El cliente, no obstante, podía someter al artista indicándole que siguiera un determinado modelo, exigencia que se incluye en el contrato. Así, Juan de Mesa, cuando se emancipa de Martínez Montañés, realiza esculturas que, tipológicamente, son análogas a las de su maestro, y ello, con frecuencia, debido a las exigencias del cliente. En 1627, Mesa concierta la realización de un crucifijo para el pintor Antonio Pérez, el cual habría de ser “del tamaño y en la forma que hice y acabé la hechura del Cristo de la dicha Casa Profesa de la Compañía de Jesús”. En este caso, lo que se le está pidiendo es prácticamente una réplica.
Por parte del artista, la ejecución de la obra ofrecía para él dos compensaciones: una primordial, la económica; otra, la distinción u honor. El pago se hacía por plazos o a la entrega final de la obra. En el primer caso, generalmente, se establecían tres plazos, el primero nada más firmarse la escritura para que el maestro pudiera adquirir materiales. El último plazo se efectuaba una vez examinada la obra por peritos. La otra forma de estipular el precio es a tasación final, operación que engendró infinidad de discrepancias y pleitos. Los tasadores establecían un precio en función del esfuerzo y el valor creativo de la obra. Precisamente, la creciente revalorización del artista como creador es lo que impulsaba a los maestros a escoger este sistema de pago.[24]

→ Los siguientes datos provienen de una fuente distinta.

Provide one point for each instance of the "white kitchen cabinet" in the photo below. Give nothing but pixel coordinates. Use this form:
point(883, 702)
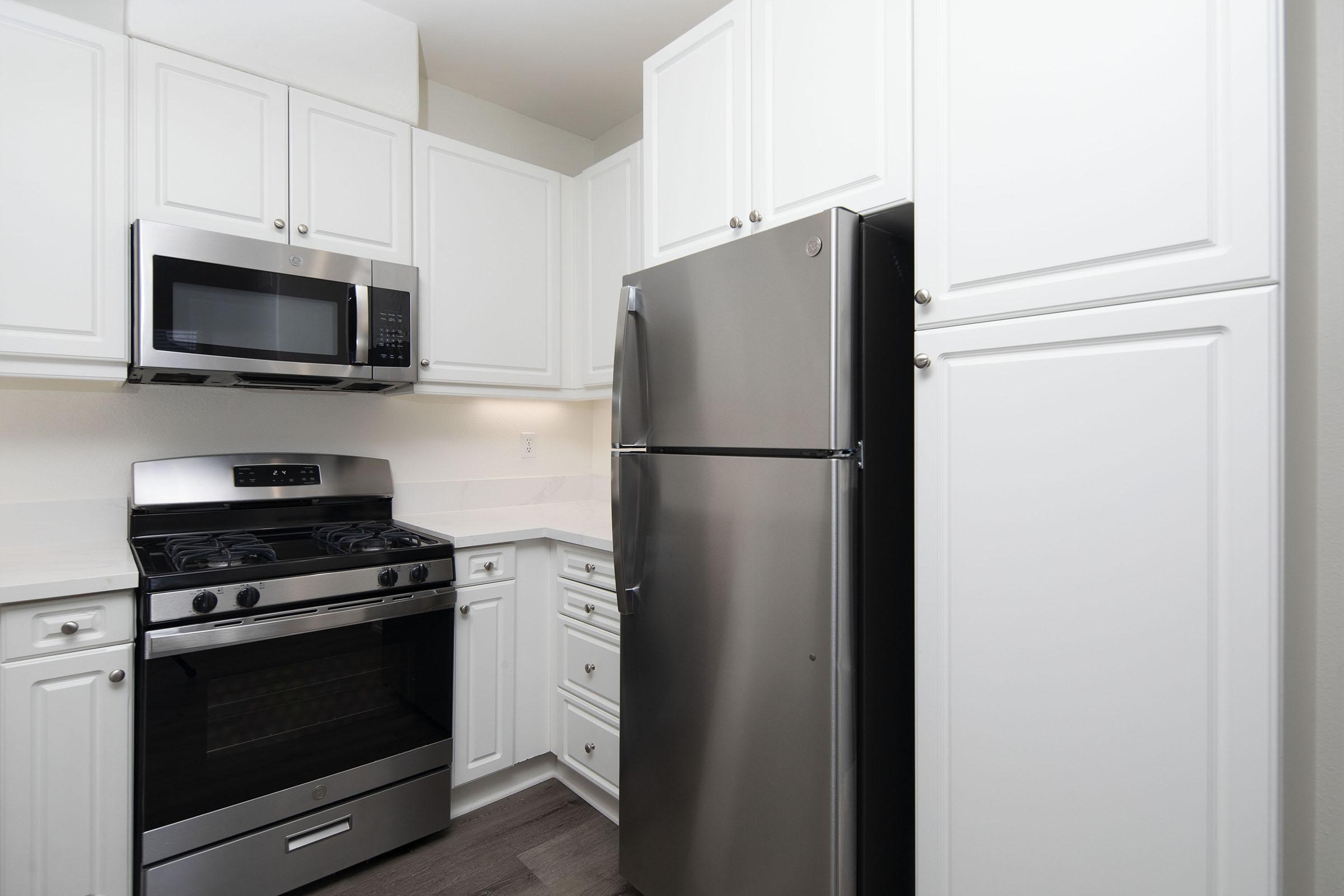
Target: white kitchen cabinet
point(64, 242)
point(697, 137)
point(487, 245)
point(212, 146)
point(1067, 157)
point(65, 774)
point(1097, 601)
point(605, 249)
point(830, 106)
point(350, 179)
point(483, 682)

Las relaciones con la alta nobleza o jerarquías eclesiásticas aumentaban el prestigio de los más afamados escultores. Pero el beneficio era mutuo, pues si los artífices recibían un mayor reconocimiento social al amparo de su clientela, ésta solicitaba esculturas de insignes estatuarios movidos no sólo por intereses de tipo religioso o devocional, también por una cualidad tan barroca como era la ostentación.
3. ARTE Y PRESTIGIO. SOBRE EL RECONOCIMIENTO SOCIAL DEL ESCULTOR EN LA ESPAÑA DEL BARROCO
3.1. Expresiones de la fama: la pluma y el pincel
La fama alcanzada por los escultores del Siglo de Oro español se detecta, en gran medida, a partir su fortuna crítica. Sin embargo, aunque la consideración artística y social se puede valorar siguiendo los juicios emitidos por sus contemporáneos, estos no siempre eran necesariamente expresión de la fama del escultor o de la calidad de sus obras, y sí con frecuencia resultaban ser un índice de la pertenencia a un determinado grupo social o de la convivencia con círculos intelectuales. Esto explica, por ejemplo, que a Zurbarán o a Ribera no le citen apenas los literatos españoles y, en cambio, el nombre de artistas que estuvieron muy lejos de alcanzar la maestría de estos, como Pedro de Raxis, Van der Hamen o Felipe Liaño, aparezca en más de una composición poética.[25]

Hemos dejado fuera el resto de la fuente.